As the Director of Rehabilitation for UPMC International, Ambrosio was the co-recipient of the Aging Cell's Best Paper Prize for 2017 for her co-authored paper "Aging of the skeletal muscle extracellular matrix drives a stem cell fibrogenic conversion." She followed this up with the discovery that α-Klotho had the ability to repair DNA damage in the mitochondria. Based on this discovery, she became the co-principal investigator on a project to investigate the effects of a-Klotho on those with Alzheimer's disease. In the same year, Ambrosio also received the 2020 Life Sciences Award from the Carnegie Science Awards program in recognition of her scientific advances that benefit the economy, health, or societal wellbeing of the region. She was also recognized by Pittsburgh Business Times as a 2021 Women of Influence for her "pioneering research" into regenerative medicine and rehabilitation.

In 2022, Ambrosio was elected a Fellow of the American Institute for Medical and Biological Engineering for "outstanding contributions to the novel field of Regenerative Rehabilitation, integrating applied biophysics and cellular therapeutics to optimize tissue function."

Dr. Ambrosio has been credited with founding a new field: Regenerative Rehabilitation. Regenerative Rehabilitation is defined as “the application of rehabilitation protocols and principles together with regenerative medicine therapeutics toward the goal of optimizing functional recovery through tissue regeneration, remodeling, or repair.” (Rando and Ambrosio, Cell Stem Cell, 2018). She is the lead director of the Alliance for Regenerative Rehabilitation Research & Training (AR3T), which is an NIH-funded center that supports the expansion of scientific knowledge, expertise, and methodologies across the domains of rehabilitation science and regenerative medicine. Dr. Ambrosio is also the Founding Course Director of the Annual International Symposium on Regenerative Rehabilitation and the Founding Director of the International Consortium for Regenerative Rehabilitation, which includes 16 partnering institutions representing North America, Europe, and Asia.

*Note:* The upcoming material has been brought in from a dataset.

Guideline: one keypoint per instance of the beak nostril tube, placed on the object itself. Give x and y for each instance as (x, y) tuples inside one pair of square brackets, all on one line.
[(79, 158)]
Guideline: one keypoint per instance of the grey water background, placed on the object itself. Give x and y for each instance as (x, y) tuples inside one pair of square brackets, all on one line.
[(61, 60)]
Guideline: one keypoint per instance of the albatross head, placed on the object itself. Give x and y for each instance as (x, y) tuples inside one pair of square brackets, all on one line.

As of 2022, Dr. Fabrisia Ambrosio has served as the Atlantic Charter Director of the Discovery Center for Musculoskeletal Recovery at the Schoen Adams Research Institute. She is also a Professor in the Department of Physical Medicine & Rehabilitation at Harvard Medical School. As Director of the Center, she has conceived the Global Trailblazers of Discovery program, which was carried out in collaboration with Ciência Pioneira, OBMEP (Olimpiada Brasileira de Mathematica Das Escolas Publicas) and IFS (Instituto Federal de Sergipe). The program has the goal of promoting high-quality academic training, development of scientific skills, and expansion of career perspectives for Brazilian students .This mission is personal for Dr. Fabrisia Ambrosio, as the “A^{2}” in the program’s name honors her father, Dr. Antonio Ambrosio, who, as a young physicist at UNICAMP, received a PhD scholarship to study at the University of Notre Dame in the United States, which was an experience that transformed his future and that of his family. Global Trailblazers of Discovery aims to create similar opportunities for individuals who would not otherwise have access, opening doors and giving them the chance to pursue their dreams without limits.

==Personal life==
Outside of research, Ambrosio and her mother established the Ambrosio Academy, a school that teaches English to disadvantaged children in Brazil. She also served as co-course director of a training course to recruit under-represented minorities and provide a hands-on introduction to research strategies and methods in bioengineering.